Non-promotional activities may include disease awareness, medical education, patient engagement and the like.  Many non-promotional tasks within the pharmaceutical industry are perfectly acceptable to be done by commercial functions operating in a non-promotional capacity.  After all, sales representatives can deliver MEGS (or now referred to as educational goods and donations) if separated from any promotional activities.  Indeed, most disease awareness and medical education I have witnessed have often been successfully delivered by marketing.  So, while this is a facet of medical affairs activities, it is not unique to medical affairs or a differentiating skillset.

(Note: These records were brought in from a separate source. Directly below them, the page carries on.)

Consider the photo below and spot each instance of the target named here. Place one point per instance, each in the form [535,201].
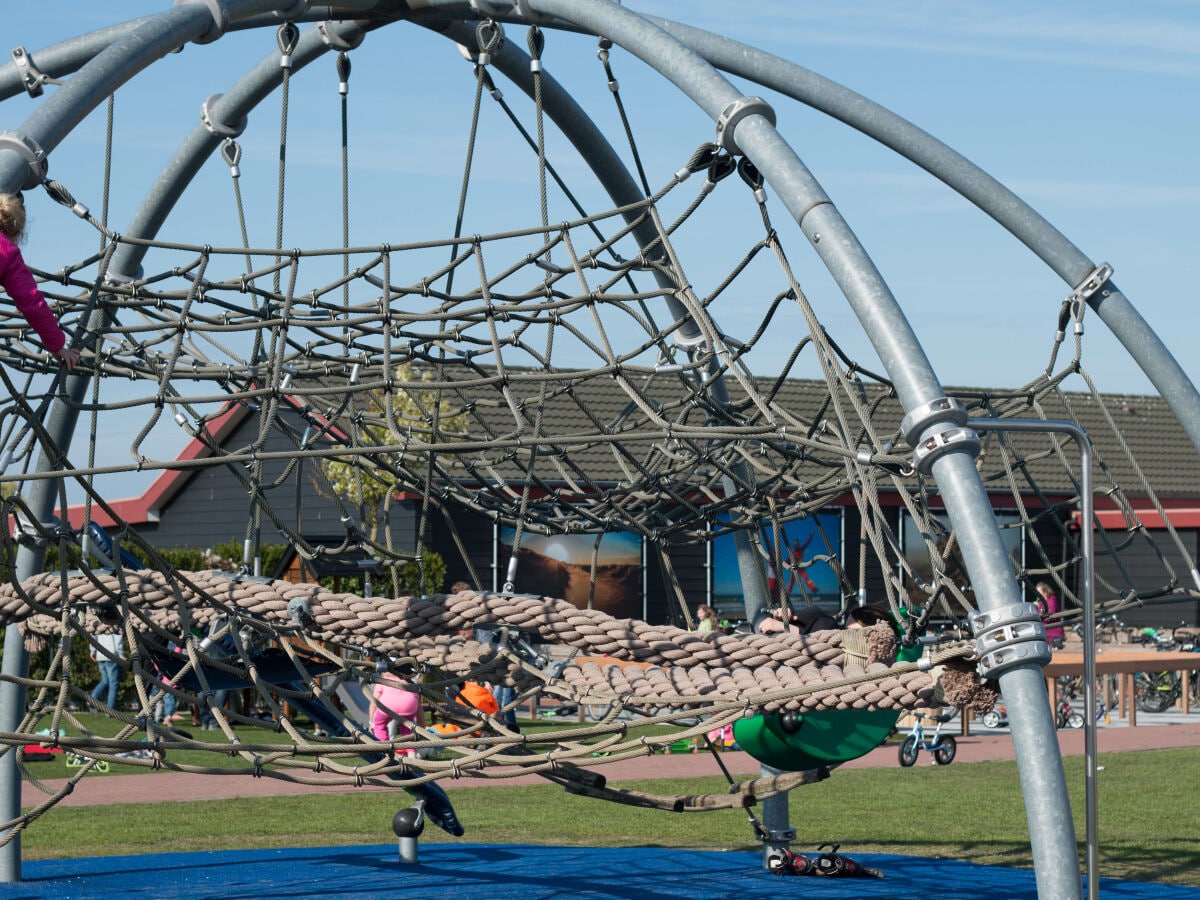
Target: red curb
[177,786]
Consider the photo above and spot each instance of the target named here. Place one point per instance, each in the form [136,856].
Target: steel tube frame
[972,183]
[831,237]
[1087,579]
[133,48]
[1051,832]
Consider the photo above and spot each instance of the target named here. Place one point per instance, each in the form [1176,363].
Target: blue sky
[1089,111]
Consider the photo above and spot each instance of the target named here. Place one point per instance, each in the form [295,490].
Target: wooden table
[1123,664]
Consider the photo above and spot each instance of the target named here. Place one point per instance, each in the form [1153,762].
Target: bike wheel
[943,754]
[909,751]
[1155,693]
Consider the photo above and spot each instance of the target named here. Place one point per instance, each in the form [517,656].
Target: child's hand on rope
[67,357]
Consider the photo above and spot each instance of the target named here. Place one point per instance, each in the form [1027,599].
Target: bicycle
[1157,691]
[941,747]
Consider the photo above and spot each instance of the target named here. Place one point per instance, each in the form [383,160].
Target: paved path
[984,744]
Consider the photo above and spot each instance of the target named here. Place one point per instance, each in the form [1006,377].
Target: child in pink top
[390,699]
[18,282]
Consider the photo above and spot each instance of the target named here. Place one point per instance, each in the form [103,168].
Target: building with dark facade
[629,576]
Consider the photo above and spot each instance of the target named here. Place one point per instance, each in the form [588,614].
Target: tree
[370,480]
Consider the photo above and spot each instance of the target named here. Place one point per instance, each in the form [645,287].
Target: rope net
[558,379]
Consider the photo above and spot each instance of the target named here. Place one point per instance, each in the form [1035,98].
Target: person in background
[108,663]
[18,282]
[1048,605]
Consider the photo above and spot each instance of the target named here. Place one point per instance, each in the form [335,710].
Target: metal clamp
[1092,282]
[220,19]
[214,125]
[1008,637]
[28,150]
[735,113]
[30,77]
[943,409]
[935,447]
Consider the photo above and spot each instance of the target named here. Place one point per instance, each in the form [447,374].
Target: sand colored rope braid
[726,665]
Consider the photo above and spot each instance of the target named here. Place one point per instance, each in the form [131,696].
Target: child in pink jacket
[18,282]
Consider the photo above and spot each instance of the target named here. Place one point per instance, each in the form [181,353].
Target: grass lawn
[1149,817]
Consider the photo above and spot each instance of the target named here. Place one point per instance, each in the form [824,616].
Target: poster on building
[803,575]
[559,565]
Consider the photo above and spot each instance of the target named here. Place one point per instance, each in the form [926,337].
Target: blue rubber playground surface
[463,871]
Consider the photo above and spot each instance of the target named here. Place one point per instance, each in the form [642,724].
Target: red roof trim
[147,508]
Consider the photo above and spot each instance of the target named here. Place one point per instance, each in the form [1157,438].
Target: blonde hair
[12,216]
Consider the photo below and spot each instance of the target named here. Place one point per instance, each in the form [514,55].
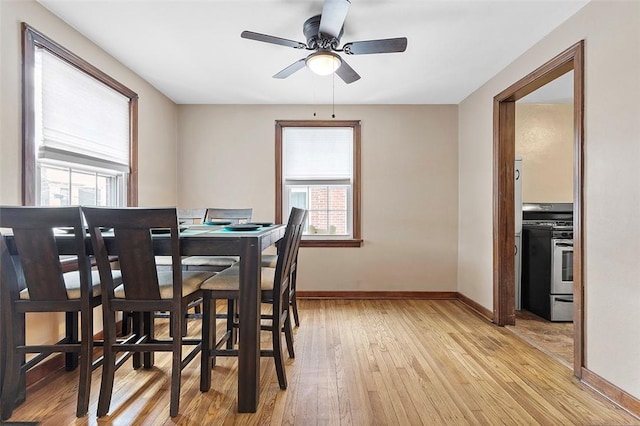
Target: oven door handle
[564,244]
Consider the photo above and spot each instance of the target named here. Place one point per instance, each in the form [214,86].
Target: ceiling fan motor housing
[317,40]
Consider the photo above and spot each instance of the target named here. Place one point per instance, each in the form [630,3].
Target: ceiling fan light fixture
[323,62]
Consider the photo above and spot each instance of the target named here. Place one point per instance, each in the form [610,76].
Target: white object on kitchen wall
[517,192]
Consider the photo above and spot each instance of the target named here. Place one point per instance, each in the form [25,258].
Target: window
[318,169]
[79,133]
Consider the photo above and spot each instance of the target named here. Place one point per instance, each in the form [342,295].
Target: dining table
[248,245]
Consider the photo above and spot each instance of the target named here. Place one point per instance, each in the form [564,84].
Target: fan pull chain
[333,94]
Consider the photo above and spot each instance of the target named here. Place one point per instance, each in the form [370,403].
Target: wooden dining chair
[143,291]
[270,261]
[33,280]
[274,286]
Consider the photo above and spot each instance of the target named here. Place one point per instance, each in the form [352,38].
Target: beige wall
[409,188]
[157,119]
[611,31]
[544,141]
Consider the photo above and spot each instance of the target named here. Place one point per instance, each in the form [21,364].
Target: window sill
[331,243]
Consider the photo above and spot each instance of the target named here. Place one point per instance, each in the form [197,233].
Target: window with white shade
[79,132]
[318,169]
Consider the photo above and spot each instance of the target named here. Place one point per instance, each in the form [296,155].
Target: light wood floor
[360,363]
[554,338]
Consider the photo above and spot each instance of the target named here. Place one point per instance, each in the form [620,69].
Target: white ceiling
[192,51]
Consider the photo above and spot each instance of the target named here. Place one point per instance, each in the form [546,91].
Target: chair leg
[207,354]
[71,327]
[294,309]
[137,328]
[86,361]
[109,362]
[293,301]
[9,391]
[277,352]
[126,323]
[149,331]
[176,364]
[231,317]
[288,334]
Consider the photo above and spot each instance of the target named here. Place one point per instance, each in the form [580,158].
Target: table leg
[249,339]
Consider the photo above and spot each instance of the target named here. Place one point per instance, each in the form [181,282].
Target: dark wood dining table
[248,245]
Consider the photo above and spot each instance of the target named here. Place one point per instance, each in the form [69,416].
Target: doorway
[503,196]
[544,148]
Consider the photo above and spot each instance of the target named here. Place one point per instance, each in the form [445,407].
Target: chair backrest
[232,215]
[287,257]
[191,216]
[30,256]
[132,242]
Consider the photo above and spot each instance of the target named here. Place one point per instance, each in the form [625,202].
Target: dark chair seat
[144,290]
[274,285]
[32,281]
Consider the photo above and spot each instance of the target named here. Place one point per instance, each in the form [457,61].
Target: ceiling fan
[323,33]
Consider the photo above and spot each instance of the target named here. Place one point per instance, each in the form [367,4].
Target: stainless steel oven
[561,266]
[547,260]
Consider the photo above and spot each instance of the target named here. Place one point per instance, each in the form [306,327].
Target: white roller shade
[317,153]
[83,119]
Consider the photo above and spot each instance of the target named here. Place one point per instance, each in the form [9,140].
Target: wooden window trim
[356,241]
[31,38]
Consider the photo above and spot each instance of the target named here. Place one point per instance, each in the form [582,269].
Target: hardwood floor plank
[358,362]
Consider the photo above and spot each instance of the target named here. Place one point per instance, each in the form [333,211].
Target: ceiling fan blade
[346,73]
[296,66]
[273,40]
[334,12]
[387,45]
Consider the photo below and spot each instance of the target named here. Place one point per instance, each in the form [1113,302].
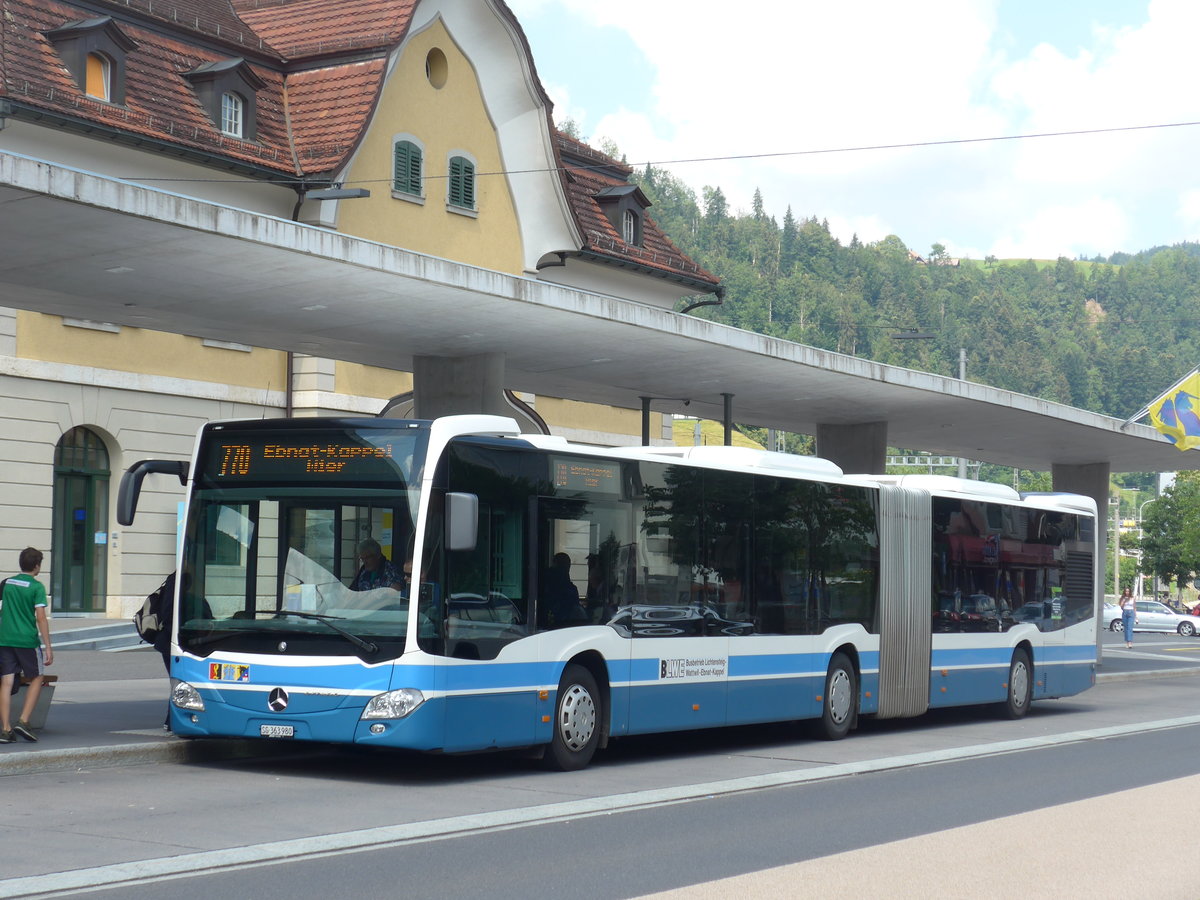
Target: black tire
[839,705]
[577,717]
[1020,687]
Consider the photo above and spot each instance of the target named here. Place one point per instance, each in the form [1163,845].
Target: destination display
[269,455]
[591,475]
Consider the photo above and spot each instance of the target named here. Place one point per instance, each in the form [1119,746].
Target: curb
[1145,673]
[180,750]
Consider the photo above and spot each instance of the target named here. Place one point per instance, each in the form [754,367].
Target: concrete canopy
[91,247]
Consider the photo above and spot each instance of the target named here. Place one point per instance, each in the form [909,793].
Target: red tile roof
[328,105]
[322,65]
[587,173]
[312,28]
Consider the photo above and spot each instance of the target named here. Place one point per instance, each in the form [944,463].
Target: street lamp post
[1140,553]
[1116,544]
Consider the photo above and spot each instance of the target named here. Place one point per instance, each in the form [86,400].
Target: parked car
[1153,616]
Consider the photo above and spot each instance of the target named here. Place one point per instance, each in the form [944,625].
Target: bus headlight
[394,705]
[185,696]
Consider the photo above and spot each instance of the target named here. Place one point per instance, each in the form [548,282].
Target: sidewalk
[108,708]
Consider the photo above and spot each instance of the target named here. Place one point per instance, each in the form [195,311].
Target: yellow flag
[1176,414]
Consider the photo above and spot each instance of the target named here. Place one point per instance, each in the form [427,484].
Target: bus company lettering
[693,667]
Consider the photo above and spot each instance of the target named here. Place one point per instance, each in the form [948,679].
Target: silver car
[1153,616]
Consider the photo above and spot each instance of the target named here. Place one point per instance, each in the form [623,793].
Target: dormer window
[227,91]
[94,52]
[99,79]
[232,109]
[624,205]
[630,228]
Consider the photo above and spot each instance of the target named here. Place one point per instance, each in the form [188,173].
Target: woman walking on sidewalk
[1128,615]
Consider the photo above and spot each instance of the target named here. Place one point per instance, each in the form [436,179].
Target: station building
[414,124]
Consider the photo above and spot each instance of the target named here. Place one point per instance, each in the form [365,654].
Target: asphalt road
[652,814]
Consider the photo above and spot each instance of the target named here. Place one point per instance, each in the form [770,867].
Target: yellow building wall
[447,119]
[144,352]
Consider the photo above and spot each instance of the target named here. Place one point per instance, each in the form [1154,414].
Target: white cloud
[1095,226]
[767,77]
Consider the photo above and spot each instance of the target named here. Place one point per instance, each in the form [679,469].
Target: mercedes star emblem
[277,701]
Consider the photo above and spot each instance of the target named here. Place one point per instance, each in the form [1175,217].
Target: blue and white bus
[541,594]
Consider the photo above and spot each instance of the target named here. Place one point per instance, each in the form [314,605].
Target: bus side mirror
[462,521]
[131,484]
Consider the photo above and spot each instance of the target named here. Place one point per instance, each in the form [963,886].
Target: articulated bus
[455,586]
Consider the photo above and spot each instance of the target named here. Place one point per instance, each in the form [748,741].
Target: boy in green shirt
[23,627]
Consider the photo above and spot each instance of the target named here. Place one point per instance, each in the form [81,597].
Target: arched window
[407,168]
[232,115]
[78,574]
[462,183]
[99,78]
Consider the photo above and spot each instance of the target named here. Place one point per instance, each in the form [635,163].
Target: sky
[773,81]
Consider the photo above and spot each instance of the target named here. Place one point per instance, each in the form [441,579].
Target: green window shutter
[407,168]
[462,183]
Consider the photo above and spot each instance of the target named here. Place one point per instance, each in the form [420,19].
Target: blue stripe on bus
[760,688]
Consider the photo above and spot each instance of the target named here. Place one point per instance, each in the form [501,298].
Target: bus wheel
[840,705]
[1020,685]
[576,721]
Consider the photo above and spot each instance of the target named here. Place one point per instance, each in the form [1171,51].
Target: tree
[1170,539]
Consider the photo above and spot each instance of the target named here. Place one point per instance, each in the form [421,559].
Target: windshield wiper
[210,637]
[367,646]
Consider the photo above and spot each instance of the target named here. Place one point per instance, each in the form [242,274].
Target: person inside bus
[376,570]
[559,597]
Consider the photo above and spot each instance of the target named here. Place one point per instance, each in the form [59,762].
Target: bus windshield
[300,540]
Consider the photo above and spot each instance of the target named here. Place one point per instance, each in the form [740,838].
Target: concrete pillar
[858,449]
[465,385]
[459,385]
[1091,480]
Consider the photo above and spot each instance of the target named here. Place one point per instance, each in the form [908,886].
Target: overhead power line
[736,157]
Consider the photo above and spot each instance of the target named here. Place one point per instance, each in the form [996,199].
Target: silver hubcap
[1020,684]
[576,718]
[840,699]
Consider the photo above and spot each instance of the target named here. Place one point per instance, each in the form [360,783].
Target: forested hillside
[1102,335]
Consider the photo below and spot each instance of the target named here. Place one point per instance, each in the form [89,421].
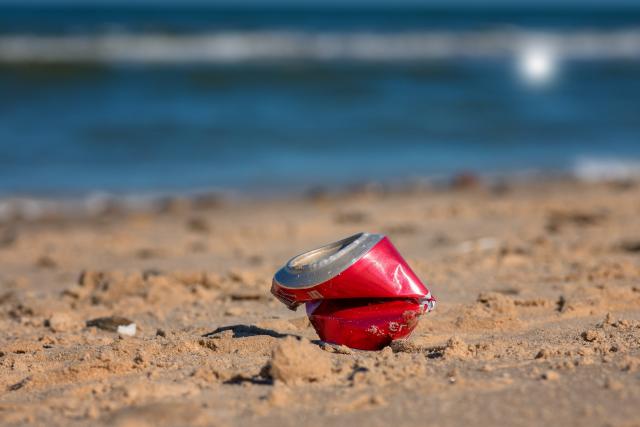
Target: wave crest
[233,47]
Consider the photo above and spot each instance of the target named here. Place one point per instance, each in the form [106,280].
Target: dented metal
[358,291]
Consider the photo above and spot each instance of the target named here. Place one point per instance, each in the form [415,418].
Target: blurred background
[262,97]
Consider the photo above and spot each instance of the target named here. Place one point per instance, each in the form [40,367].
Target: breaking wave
[259,46]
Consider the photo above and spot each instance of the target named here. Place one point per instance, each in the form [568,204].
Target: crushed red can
[358,291]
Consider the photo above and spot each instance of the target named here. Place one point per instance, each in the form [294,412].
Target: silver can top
[319,265]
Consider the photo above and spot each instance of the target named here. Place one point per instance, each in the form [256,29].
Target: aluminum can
[358,291]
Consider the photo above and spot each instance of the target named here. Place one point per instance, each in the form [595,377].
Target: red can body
[359,292]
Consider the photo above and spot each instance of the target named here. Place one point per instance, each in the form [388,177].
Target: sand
[537,323]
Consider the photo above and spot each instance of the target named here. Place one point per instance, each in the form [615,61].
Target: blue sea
[166,99]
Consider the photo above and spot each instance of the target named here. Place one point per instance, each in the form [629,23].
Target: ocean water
[169,99]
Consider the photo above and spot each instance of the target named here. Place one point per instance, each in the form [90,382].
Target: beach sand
[537,322]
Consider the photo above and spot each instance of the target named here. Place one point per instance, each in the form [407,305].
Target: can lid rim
[321,264]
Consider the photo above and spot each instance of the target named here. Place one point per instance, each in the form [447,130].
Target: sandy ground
[537,323]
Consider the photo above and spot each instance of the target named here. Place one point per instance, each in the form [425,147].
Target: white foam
[232,47]
[606,169]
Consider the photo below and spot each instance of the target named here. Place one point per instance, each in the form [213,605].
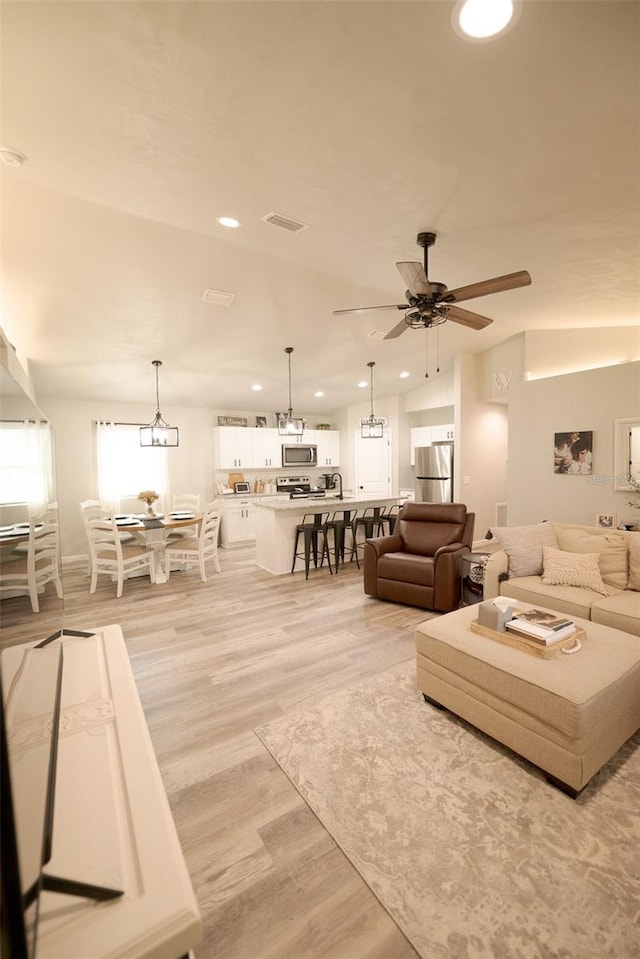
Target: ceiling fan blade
[363,309]
[466,318]
[415,279]
[511,281]
[397,330]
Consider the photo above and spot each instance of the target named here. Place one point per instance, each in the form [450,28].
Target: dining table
[153,532]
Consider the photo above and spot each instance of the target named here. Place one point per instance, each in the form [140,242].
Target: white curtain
[125,468]
[26,465]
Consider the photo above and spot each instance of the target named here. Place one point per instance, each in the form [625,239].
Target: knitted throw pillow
[573,569]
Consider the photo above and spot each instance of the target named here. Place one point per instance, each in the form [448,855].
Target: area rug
[465,844]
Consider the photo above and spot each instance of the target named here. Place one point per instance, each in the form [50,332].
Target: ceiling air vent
[284,222]
[219,297]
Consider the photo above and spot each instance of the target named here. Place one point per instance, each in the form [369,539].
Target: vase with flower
[149,497]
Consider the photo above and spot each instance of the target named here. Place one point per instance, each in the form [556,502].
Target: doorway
[373,466]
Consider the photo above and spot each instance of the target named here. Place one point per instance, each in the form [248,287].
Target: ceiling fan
[429,303]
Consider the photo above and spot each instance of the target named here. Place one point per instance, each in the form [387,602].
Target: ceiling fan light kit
[158,432]
[429,303]
[372,428]
[290,425]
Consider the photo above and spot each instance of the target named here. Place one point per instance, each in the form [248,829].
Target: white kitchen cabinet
[442,434]
[420,436]
[233,446]
[238,522]
[328,443]
[267,449]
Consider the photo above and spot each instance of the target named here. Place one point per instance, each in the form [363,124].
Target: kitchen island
[277,518]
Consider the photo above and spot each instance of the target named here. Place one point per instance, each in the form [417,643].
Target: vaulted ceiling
[367,122]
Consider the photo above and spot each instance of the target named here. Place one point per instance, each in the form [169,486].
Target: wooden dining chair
[39,566]
[197,549]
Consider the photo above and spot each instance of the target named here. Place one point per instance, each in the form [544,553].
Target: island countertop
[319,504]
[276,520]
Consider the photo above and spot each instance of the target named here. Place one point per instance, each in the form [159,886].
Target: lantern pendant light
[158,433]
[290,425]
[371,429]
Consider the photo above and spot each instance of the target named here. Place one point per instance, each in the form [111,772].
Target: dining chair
[187,503]
[40,565]
[200,548]
[108,554]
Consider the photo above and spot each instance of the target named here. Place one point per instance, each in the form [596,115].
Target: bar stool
[372,522]
[389,518]
[313,530]
[341,521]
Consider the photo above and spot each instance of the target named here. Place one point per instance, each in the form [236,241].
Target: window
[125,468]
[26,474]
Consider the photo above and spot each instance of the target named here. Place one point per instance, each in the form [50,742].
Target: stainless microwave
[299,454]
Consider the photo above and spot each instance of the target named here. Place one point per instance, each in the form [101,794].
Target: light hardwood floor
[212,661]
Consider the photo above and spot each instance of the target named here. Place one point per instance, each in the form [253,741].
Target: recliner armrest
[386,544]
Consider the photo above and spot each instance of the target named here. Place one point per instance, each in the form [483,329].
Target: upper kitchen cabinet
[267,448]
[442,434]
[328,443]
[233,447]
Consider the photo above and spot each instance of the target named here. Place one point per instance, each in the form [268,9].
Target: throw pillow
[611,547]
[573,569]
[523,545]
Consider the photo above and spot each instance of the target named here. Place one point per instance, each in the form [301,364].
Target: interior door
[373,465]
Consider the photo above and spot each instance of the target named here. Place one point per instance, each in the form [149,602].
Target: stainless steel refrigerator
[434,473]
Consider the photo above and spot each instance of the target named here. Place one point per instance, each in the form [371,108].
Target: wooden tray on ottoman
[529,645]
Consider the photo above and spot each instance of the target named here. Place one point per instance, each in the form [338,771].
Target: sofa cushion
[622,611]
[611,547]
[633,540]
[571,600]
[560,568]
[523,545]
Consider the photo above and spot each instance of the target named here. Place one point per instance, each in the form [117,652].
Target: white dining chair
[39,566]
[108,554]
[185,503]
[200,548]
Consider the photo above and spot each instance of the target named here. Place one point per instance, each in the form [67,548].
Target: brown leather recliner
[420,564]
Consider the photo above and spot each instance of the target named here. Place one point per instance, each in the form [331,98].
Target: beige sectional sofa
[582,571]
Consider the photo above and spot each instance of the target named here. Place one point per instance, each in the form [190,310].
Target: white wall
[590,400]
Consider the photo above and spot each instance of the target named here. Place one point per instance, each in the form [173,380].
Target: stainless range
[298,487]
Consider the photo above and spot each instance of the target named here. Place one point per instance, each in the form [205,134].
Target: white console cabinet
[112,823]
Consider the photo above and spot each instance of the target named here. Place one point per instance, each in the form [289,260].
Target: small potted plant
[149,497]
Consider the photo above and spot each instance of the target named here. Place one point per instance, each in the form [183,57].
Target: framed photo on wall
[573,452]
[606,520]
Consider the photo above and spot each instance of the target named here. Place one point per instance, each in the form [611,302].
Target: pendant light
[158,433]
[290,425]
[371,429]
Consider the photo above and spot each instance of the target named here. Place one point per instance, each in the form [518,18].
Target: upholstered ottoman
[568,714]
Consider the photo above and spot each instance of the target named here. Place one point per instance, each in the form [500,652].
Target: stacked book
[541,626]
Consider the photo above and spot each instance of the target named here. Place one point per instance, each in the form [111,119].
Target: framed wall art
[573,452]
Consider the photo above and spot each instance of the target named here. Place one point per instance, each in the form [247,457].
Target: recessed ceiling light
[481,19]
[12,157]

So that leaves us with KOL mapping and engagement.  This needs a bit more explanation behind it, as what I’m referring to is mapping and engagement with the right KOLs to gather insights (via active listening), engagement with KOLs at advisory boards to seek specific advice and appropriately discuss various topics with through scientific exchange – a mutual, peer-to-peer level engagement – on the science.  This may include reactive product conversations.  Now, this is where the law and regulation make things interesting.  By law, company personnel operating in a commercial capacity are not permitted to discuss off-licence or pre-licence content, as that would constitute off-licence/pre-licence promotion which is illegal.  However, since medical affairs is a non-promotional function, it is permitted to discuss these topics as long as in doing so they don’t promote the medicines about which they are discussing.

Therefore, for me this is the most likely area where medical has a distinct and clear remit and therefore value, namely in appropriate KOL engagement and scientific exchange upstream of a marketing authorisation.  Ideally this would be around 2-3 years prior to marketing authorisation as this can then lead to a solid medical foundation to springboard a successful commercial launch.  And it’s interesting to see that some pharmaceutical companies are embedding this model.  Does it work and can the value be measured?  Well, time will tell, but a good surrogate will be the success of their product launches.